Oddly, the center appears to be exaggerating its success somewhat; it counts as wins at least two important decisions that other groups count as losses for business and victories for the broader public interest. Despite Claffee’s statement, the Chamber failed in separate cases to knock out controversial Environmental Protection Agency (EPA) regulations on air pollution and greenhouse gases. It failed as well to erase a 25-year-old precedent used as the foundation of the modern securities fraud class actions.
The center’s positive spin on the term represents a change from the efforts a few years back by its former director, Robin Conrad, to minimize somewhat the Roberts Court’s favorable stance toward business interests. Conrad sought to defang the criticism from the political left of the “pro-business” court by depicting the court’s record as mixed even while touting the Chamber’s successes. Critics were never convinced.
The designated scorekeeper for the critics continues to criticize the Chambe and the court. “The U.S. Chamber Continues Its Winning Ways,” the Constitutional Accountability Center wrote in its wrap-up.
The center differed slightly with the Chamber’s count for the term: 11 and 5 instead of 12 and 4. But it reiterated its broader criticism of the Roberts Court for favoring the Chamber in 70 percent of the group’s cases over the years; the Chamber’s record had been lower: 56 percent record under the Rehnquist Court and 43 percent record during the Burger Court years.
Analyzing the term’s rulings, Tom Donnelly, the center’s message director and counsel, conceded that the Chamber’s wins came mostly in low-profile cases. But he also emphasized that the Chamber made gains by taking very aggressive positions in some of the most important cases. The court “gave the Chamber less than it wanted,” Donnelly noted, “while still managing to shift the law in a business-friendly direction.”
Donnelly’s scorecard differed with the Chamber’s on the securities fraud ruling: Halliburton v. Erica P. John Fund. The Chamber was asking the court to overrule the so-called “fraud on the market theory,” established in the 1988 decision Basic, Inc. v. Levinson. That decision eases requirements for investors defrauded by false or misleading financial statements from publicly traded companies. Donnelly counted the court’s refusal to overturn the precedent as a defeat for the Chamber, but the Chamber itself counted it as a win because the ruling gave defendants a better chance to knock out securities fraud suits at an early stage.

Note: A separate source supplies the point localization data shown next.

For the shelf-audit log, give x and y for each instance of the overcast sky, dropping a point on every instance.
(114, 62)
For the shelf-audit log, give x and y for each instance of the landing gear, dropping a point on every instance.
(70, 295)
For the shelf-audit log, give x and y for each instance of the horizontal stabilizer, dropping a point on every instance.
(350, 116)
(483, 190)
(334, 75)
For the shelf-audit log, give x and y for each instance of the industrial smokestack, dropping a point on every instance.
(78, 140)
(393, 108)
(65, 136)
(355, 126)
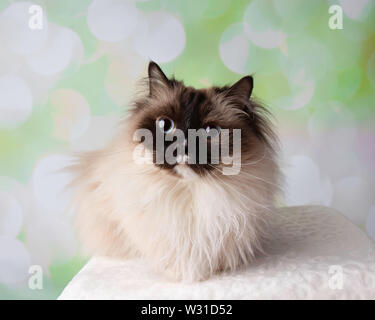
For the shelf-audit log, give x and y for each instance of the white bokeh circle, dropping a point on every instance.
(49, 183)
(356, 9)
(304, 184)
(234, 48)
(161, 37)
(370, 223)
(93, 138)
(57, 52)
(15, 31)
(16, 101)
(10, 215)
(14, 260)
(112, 20)
(50, 240)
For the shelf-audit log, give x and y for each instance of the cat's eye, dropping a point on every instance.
(213, 133)
(165, 124)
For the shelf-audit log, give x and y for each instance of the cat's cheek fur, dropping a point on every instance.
(189, 229)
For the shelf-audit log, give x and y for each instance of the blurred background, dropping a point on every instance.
(65, 81)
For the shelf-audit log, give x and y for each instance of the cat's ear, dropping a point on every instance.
(157, 79)
(242, 88)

The Chamber also counts as a win the mixed ruling in on the EPA’s greenhouse gas regulations in Utility Air Regulatory Group v. EPA. The court rejected on a 5-4 vote the EPA’s main attempt to limit greenhouse gas emissions by power plants and industry, but gave the agency a 7-2 win on an alternate approach. Donnelly agrees with the Chamber in calling that a win for business, but many other court watchers are calling it a victory for the government.
The Chamber scored a more clear-cut win in the ruling that limits the president’s power to make recess appointments, NLRB v. Noel Canning, even though again the court did not go as far as the Chamber urged.
Whatever the exact count may be, the Roberts Court remains a favorable venue for business interests. The five conservatives remain distrustful of government regulation and overtly unfriendly toward many forms of civil litigation. In addition, the conservative majority’s decision this term to strike down aggregate campaign contribution in McCutcheon v. FEC favors business donors and the business-friendly Republican Party. Even in a low-key term, Donnelly is right to note that the Roberts Court this term “continued to shift the law in a business-friendly direction.”